New research from the World Wildlife Fund is giving us a rare glimpse into the world of the mysterious minke whale. The WWF worked with Australian Antarctic researchers to tag minke whales with cameras for the first time, watching where and how the animals feed.

The camera attaches to the whale's body with suction cups. In the case of the video below, the camera accidentally slid down the side of the minke whale's body, providing an unexpected look at the way its throat moves as it feeds.

Minke whales are one of the smallest baleen whales, but they're still pretty substantial animals, growing 30 to 35 feet long and weighing up to 20,000 pounds. Unlike other baleen whales, though, they're small enough to maneuver in tight spaces like within sea ice, a helpful adaptation for living in Antarctic waters. They feed by lunging through the sea, gulping huge amounts of water along with krill and small fish, and then filtering the mix through their baleen.
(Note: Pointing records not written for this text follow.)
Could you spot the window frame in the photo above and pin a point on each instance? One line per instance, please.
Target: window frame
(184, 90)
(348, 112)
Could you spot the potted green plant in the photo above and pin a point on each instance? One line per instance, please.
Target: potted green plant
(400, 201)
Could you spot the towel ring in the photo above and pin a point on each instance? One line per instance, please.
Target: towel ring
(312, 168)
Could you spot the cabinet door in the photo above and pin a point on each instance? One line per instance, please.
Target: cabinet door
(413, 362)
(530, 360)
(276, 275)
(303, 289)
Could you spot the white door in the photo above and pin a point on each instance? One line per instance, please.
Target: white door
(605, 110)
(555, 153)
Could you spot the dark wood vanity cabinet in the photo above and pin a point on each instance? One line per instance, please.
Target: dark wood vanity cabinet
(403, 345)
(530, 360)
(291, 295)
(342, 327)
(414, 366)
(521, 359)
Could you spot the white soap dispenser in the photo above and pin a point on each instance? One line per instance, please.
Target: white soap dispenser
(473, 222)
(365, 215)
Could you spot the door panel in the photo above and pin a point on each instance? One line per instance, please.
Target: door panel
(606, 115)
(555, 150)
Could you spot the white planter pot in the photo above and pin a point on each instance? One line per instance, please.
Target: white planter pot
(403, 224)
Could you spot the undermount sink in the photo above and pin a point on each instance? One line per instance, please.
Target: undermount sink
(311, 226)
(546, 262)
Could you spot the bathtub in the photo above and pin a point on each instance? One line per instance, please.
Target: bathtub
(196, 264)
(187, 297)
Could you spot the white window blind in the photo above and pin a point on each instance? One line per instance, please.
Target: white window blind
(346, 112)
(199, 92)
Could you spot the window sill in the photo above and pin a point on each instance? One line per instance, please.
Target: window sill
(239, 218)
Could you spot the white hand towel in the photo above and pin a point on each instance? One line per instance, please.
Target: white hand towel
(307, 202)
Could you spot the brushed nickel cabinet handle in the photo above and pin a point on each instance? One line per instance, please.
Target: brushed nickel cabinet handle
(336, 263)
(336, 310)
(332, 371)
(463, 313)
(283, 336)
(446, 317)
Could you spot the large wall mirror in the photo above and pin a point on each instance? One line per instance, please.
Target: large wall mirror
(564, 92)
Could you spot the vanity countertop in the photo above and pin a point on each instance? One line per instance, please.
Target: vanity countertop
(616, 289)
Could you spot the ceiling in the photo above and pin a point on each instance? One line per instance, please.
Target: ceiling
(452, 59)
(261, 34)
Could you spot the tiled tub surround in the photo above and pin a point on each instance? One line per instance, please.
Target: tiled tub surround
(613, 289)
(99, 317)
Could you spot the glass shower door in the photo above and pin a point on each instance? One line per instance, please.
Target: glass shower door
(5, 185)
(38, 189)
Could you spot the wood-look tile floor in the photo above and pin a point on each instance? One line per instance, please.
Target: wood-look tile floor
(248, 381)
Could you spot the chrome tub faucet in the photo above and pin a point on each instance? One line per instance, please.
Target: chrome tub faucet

The WWF video shows just how quickly the minke can process this treat-laden water. The whale could lunge, process, and lunge again every 10 seconds. "He was like a Pac-Man continuously feeding," Ari Friedlaender, the lead scientist on the project, described in a press statement.

The video research, conducted under the International Whaling Commission's Southern Ocean Research Partnership, is part of WWF's efforts to protect critical feeding areas for whales in the region.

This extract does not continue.